A Korean conducting Nielsen? It's a tribute to the all-around musicianship of the young Myung-whun Chung that he leads one of the most convincing versions ofSym. 3 after Bernstein's. The Danes have monopolized the Nielsen discography, with nods to Finland and Sweden, yet if you set Chung's "Espansiva" next to those from Berglund, Blomstedt, the recent Gilbert, and even the much-lauded Schonwandt, he finds more in the symphony's episodic moods than any of them. The whole work is permeated with a rare joy for a twentieth-century symphony, and Chung captures its bursting-at-the-seams jollity while knowing when to suddenly shift gears into tender, dreamy, and graceful music-making.

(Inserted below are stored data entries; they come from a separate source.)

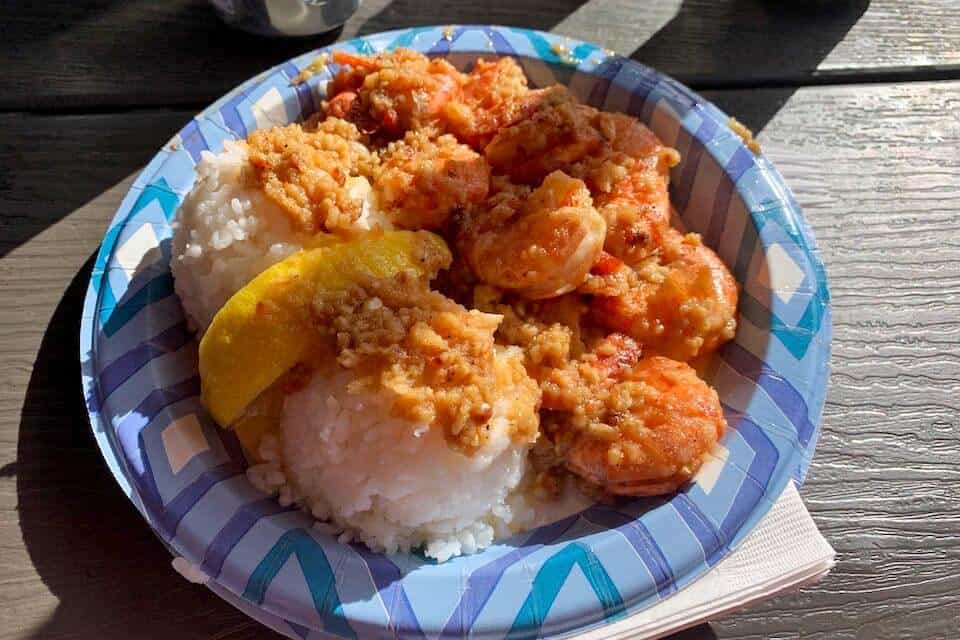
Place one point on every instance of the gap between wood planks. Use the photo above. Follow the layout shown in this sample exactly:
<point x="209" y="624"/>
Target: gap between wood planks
<point x="944" y="73"/>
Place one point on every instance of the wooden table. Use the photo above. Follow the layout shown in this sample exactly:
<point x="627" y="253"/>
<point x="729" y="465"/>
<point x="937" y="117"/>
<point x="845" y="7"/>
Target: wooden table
<point x="858" y="104"/>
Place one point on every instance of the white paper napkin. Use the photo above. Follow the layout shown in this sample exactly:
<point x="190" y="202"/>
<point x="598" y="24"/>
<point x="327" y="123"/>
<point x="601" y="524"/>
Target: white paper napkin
<point x="785" y="550"/>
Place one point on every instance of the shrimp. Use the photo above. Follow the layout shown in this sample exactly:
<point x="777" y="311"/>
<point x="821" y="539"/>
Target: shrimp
<point x="422" y="181"/>
<point x="392" y="92"/>
<point x="630" y="178"/>
<point x="659" y="423"/>
<point x="557" y="133"/>
<point x="540" y="246"/>
<point x="494" y="95"/>
<point x="680" y="303"/>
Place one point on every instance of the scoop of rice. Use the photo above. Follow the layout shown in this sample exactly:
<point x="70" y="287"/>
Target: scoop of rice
<point x="227" y="231"/>
<point x="391" y="483"/>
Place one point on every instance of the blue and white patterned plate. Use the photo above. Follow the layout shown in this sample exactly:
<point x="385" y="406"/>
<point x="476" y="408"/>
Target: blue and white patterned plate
<point x="186" y="476"/>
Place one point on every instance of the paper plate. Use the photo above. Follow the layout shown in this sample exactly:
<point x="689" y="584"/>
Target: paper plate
<point x="186" y="476"/>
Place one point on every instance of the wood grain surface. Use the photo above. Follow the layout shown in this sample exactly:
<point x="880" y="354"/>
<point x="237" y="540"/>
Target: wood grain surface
<point x="877" y="172"/>
<point x="60" y="54"/>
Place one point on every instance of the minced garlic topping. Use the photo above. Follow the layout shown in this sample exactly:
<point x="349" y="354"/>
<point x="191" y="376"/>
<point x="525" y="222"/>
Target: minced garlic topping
<point x="305" y="171"/>
<point x="435" y="358"/>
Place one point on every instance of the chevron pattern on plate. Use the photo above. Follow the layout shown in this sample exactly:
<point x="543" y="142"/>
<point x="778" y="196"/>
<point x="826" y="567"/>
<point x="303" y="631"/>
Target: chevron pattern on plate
<point x="186" y="476"/>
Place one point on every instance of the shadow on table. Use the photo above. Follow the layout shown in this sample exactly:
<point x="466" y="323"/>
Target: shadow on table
<point x="745" y="44"/>
<point x="412" y="13"/>
<point x="90" y="547"/>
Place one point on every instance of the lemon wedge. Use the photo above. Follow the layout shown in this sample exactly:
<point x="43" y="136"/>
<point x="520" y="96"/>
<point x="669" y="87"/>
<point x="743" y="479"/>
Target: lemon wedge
<point x="265" y="328"/>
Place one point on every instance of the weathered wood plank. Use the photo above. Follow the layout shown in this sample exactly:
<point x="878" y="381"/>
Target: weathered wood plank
<point x="876" y="170"/>
<point x="108" y="53"/>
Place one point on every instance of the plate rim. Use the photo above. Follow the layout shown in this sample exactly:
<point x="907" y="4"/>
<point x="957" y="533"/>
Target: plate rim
<point x="89" y="322"/>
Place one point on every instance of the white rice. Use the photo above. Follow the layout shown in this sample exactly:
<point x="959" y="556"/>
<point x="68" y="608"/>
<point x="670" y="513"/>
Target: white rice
<point x="342" y="456"/>
<point x="393" y="484"/>
<point x="227" y="231"/>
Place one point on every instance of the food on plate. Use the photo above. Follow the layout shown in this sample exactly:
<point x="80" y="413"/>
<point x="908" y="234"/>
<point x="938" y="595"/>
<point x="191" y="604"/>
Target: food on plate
<point x="448" y="298"/>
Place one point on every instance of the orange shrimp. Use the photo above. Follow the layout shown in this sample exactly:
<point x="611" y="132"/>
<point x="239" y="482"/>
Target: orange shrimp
<point x="422" y="181"/>
<point x="557" y="133"/>
<point x="392" y="92"/>
<point x="629" y="179"/>
<point x="494" y="95"/>
<point x="539" y="245"/>
<point x="680" y="303"/>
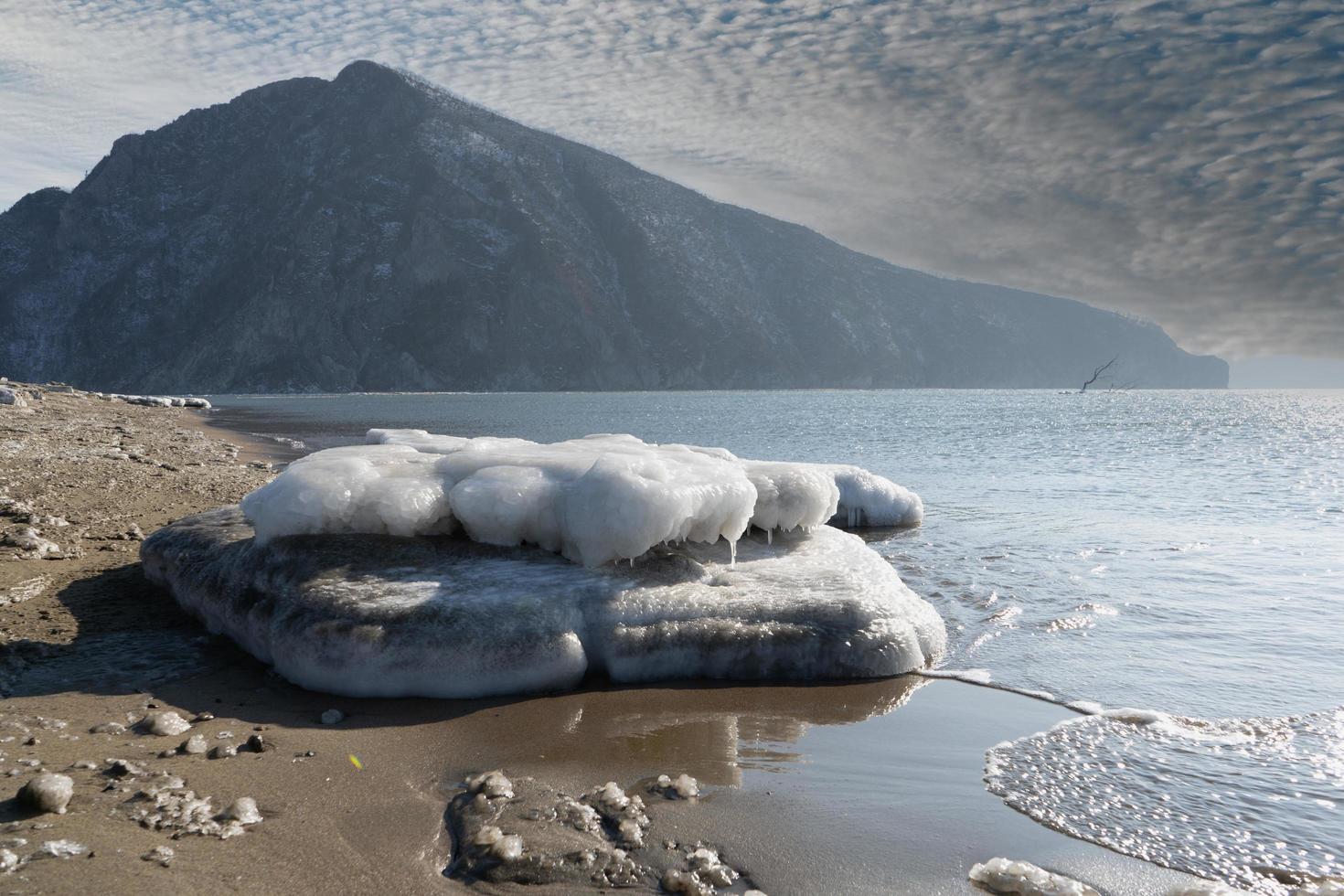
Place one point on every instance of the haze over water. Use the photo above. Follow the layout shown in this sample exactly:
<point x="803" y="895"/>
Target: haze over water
<point x="1174" y="551"/>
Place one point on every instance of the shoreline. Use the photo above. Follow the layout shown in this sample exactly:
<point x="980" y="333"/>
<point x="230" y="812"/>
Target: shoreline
<point x="835" y="787"/>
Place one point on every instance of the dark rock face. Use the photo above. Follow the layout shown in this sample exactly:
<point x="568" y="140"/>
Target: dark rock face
<point x="374" y="232"/>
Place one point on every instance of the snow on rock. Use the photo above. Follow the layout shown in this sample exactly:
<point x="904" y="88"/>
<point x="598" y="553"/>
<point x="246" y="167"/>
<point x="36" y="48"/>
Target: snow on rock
<point x="362" y="615"/>
<point x="1024" y="879"/>
<point x="48" y="793"/>
<point x="165" y="724"/>
<point x="869" y="500"/>
<point x="594" y="500"/>
<point x="30" y="541"/>
<point x="680" y="787"/>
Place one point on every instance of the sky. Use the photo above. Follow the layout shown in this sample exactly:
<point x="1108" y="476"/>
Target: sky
<point x="1178" y="160"/>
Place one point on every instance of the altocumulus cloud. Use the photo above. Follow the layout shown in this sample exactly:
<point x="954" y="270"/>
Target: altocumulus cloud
<point x="1179" y="160"/>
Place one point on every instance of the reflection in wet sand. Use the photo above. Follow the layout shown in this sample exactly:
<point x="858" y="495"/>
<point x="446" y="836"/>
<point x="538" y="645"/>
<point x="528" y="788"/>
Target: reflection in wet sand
<point x="711" y="732"/>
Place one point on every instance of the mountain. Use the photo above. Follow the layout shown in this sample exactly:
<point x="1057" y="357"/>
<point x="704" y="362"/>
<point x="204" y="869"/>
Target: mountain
<point x="375" y="232"/>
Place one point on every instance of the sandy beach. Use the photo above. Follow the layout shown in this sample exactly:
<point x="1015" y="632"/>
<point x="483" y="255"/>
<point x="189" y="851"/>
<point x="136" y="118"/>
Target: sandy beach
<point x="832" y="789"/>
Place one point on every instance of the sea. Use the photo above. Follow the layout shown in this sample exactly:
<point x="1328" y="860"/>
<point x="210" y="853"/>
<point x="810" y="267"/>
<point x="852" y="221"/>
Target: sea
<point x="1167" y="564"/>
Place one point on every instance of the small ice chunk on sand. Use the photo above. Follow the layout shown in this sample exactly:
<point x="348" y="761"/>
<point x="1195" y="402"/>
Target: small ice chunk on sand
<point x="165" y="724"/>
<point x="680" y="787"/>
<point x="162" y="855"/>
<point x="494" y="784"/>
<point x="243" y="810"/>
<point x="48" y="792"/>
<point x="60" y="849"/>
<point x="1007" y="876"/>
<point x="594" y="500"/>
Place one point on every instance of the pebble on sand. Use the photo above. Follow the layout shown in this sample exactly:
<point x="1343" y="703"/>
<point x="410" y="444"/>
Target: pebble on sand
<point x="48" y="792"/>
<point x="243" y="810"/>
<point x="162" y="855"/>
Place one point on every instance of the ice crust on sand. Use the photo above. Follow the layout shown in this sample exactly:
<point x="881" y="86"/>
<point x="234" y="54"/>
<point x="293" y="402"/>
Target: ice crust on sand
<point x="593" y="500"/>
<point x="368" y="615"/>
<point x="1008" y="876"/>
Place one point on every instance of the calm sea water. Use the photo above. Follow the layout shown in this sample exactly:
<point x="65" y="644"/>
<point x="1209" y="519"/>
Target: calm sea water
<point x="1179" y="552"/>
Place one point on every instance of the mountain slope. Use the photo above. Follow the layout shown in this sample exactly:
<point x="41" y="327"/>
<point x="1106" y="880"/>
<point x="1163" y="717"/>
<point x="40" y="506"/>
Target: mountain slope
<point x="372" y="232"/>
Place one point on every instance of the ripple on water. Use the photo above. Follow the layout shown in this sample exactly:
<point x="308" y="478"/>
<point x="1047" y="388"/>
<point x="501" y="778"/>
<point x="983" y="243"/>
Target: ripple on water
<point x="1255" y="802"/>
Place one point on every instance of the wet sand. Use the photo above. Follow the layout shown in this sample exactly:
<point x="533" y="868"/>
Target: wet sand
<point x="829" y="789"/>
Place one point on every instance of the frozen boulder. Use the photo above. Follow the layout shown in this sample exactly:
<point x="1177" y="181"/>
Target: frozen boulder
<point x="48" y="793"/>
<point x="446" y="617"/>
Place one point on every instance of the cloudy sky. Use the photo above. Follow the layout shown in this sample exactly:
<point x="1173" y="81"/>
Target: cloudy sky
<point x="1180" y="160"/>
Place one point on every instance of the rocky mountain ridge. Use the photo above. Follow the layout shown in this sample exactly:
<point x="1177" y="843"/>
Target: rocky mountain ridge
<point x="375" y="232"/>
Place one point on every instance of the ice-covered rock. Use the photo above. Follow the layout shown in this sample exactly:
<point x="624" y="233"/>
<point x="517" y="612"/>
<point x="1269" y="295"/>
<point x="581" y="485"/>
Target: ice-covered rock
<point x="680" y="787"/>
<point x="165" y="724"/>
<point x="594" y="500"/>
<point x="159" y="400"/>
<point x="1007" y="876"/>
<point x="48" y="793"/>
<point x="362" y="615"/>
<point x="243" y="810"/>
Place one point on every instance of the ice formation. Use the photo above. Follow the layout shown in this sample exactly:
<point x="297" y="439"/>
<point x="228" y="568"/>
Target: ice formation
<point x="48" y="792"/>
<point x="1024" y="879"/>
<point x="368" y="615"/>
<point x="156" y="400"/>
<point x="593" y="500"/>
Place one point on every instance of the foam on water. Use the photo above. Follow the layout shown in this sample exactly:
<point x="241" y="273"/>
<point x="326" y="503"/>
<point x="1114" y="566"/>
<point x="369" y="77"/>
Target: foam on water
<point x="1254" y="802"/>
<point x="593" y="500"/>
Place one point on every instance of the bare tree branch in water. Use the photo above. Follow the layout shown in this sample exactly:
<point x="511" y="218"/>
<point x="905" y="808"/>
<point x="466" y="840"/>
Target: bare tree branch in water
<point x="1098" y="372"/>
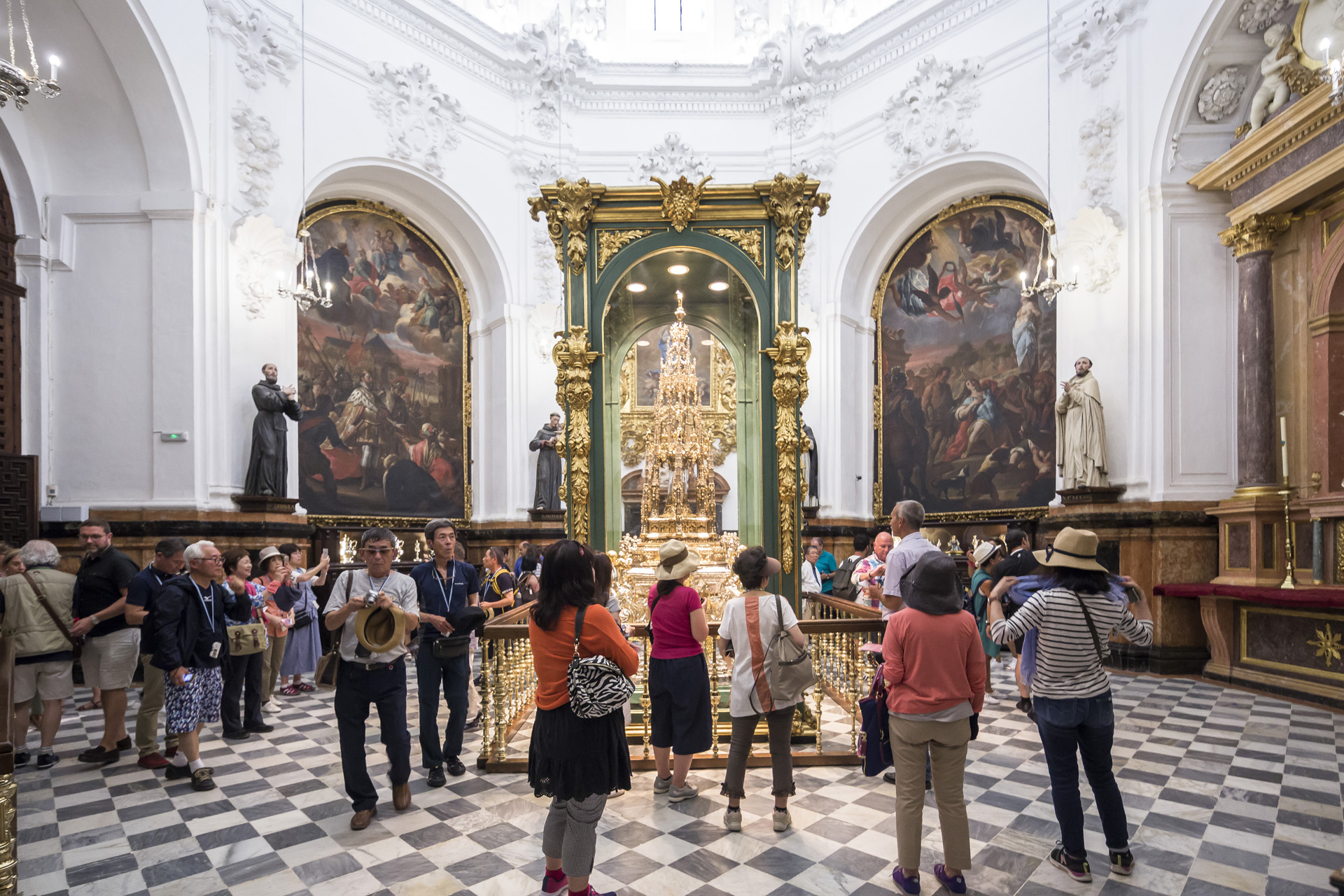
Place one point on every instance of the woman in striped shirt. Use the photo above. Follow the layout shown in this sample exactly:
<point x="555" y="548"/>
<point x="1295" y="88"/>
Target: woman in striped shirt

The album as a whole also makes for a satisfying all-Nielsen program. The overture to Nielsen's opera, Maskarade, should be played far more often. It's as rollicking as Ruslan and Ludmilla or Shostakovich's Festive Over., and Chung attacks it with exuberance. It's a drawback that the recorded sound, rare for BIS, is squeaky and out of balance, with the trumpets miked too close and the strings too far back. Nor is the Gothenburg orchestra, never one of my favorites, doing its best - this is pretty scrappy playing.
Things improve with the ebullient clarinet concerto, another work that should be played more often. Nielsen invented some new sounds for the instrument (such as a repeated deedle-deedle-deedle that's like a droll chortle), and he makes constant use of the snare drum, which is also prominent in the Fifth Sym It's too bad that the same melodic motif comes back too often, and there's more than a little aimlessness after the excellent first movement. Even so, clarinetist Olle Schill brings out the perky, mischievous side of the concerto better than anyone else I've heard.
The whole Chung cycle on BIS is worth exploring. He is a much underrated conductor on this side of the Atlantic, and he turns up with some surprising recordings outside his main repertoire, which is French.